When the sealing material is placed in, and bonded to the channels of the honeycomb structural body, substantially without liquid-phase reaction, (although a ceramic honeycomb filter with a good thermal shock resistance can be produced because of the small difference in thermal expansion between the sealant and the honeycomb structural body) there is a shortcoming in that the tightness of the sealing of channels is insufficient because of the firing shrinkage of the sealing material during solid phase reactions thereof. Hence, the firing tends to cause gaps between the sealant and the partition walls of the honeycomb structural body channels.

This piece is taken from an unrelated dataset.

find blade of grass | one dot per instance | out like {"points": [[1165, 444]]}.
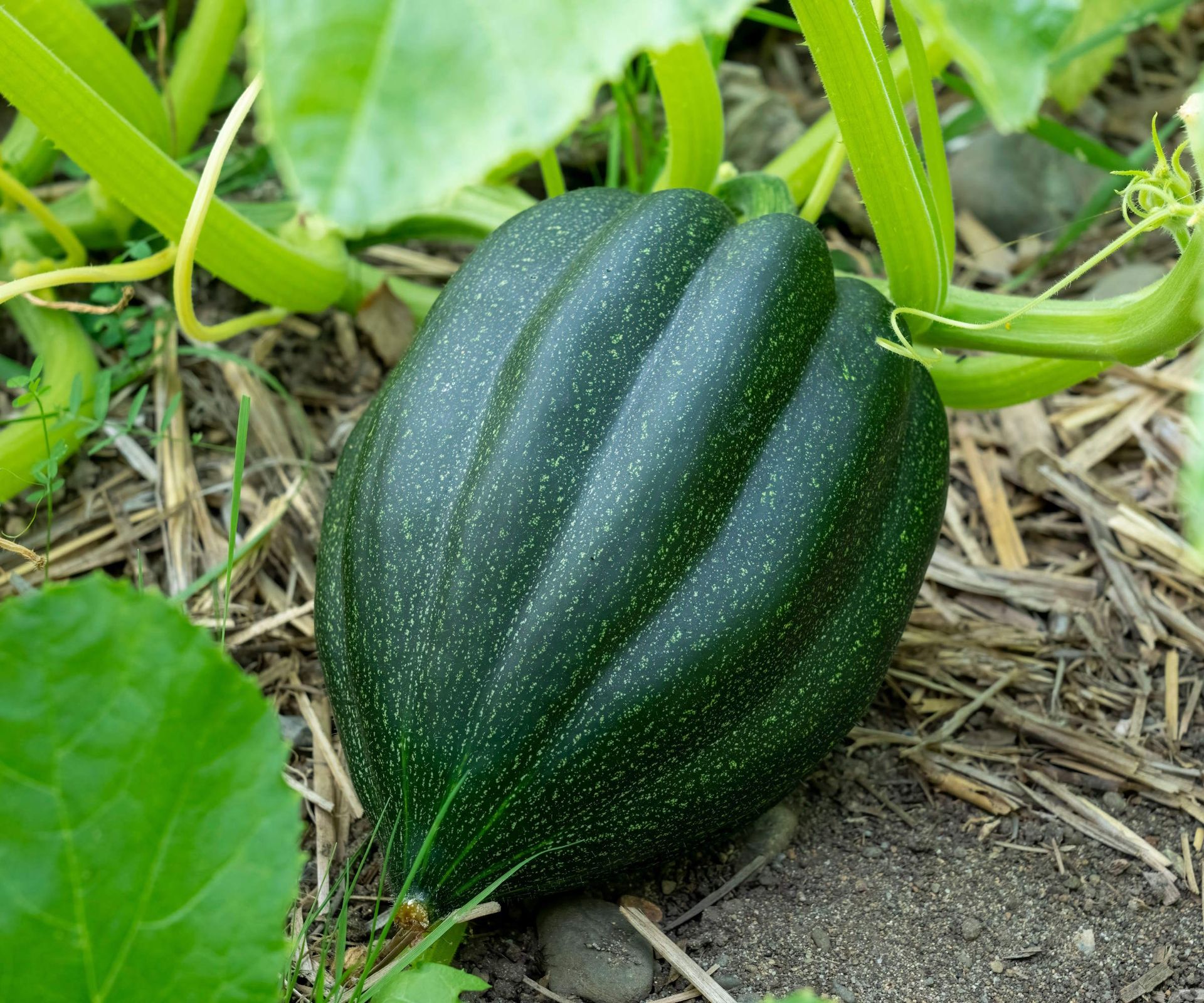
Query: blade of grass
{"points": [[855, 69], [773, 19], [694, 115], [240, 456]]}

Many studies have been carried out on low-thermal-expansion cordierite compositions (2MgO.2Al.sub.2 O.sub.3.5SiO.sub.2), and as a result, a low thermal expansion cordierite composition with a coefficient of thermal expansion of not more than 11.0.times.10.sup.-7 /.degree.C., between 25.degree.-1,000.degree. C., has been obtained near the the theoretical cordierite composition (51.3% of SiO.sub.2, 34.9% of Al.sub.2 O.sub.3, 13.8% of MgO); more particularly, in the range of chemical composition consisting of 43-52% of SiO.sub.2, 33-39% of Al.sub.2 O.sub.3 and 12-18% of MgO. Such low thermal expansion cordierite is produced by carefully reducing impurities in the raw material batch, properly utilizing the orientation of the kaolin material, and prudently checking the raw materials such as the magnesia source. On the other hand, as to the reduction of firing shrinkage, which is necessary to effectuate the sealing of the channels in the honeycomb body, addition of other fusing agents or foaming agents is known. However, until now, there has not been any cordierite material batch composition suitable for sealing the open ends of channels in a low thermal expansion ceramic honeycomb structural body, wherein the material has a low intrinsic firing shrinkage and a finite value of volumetric expansion.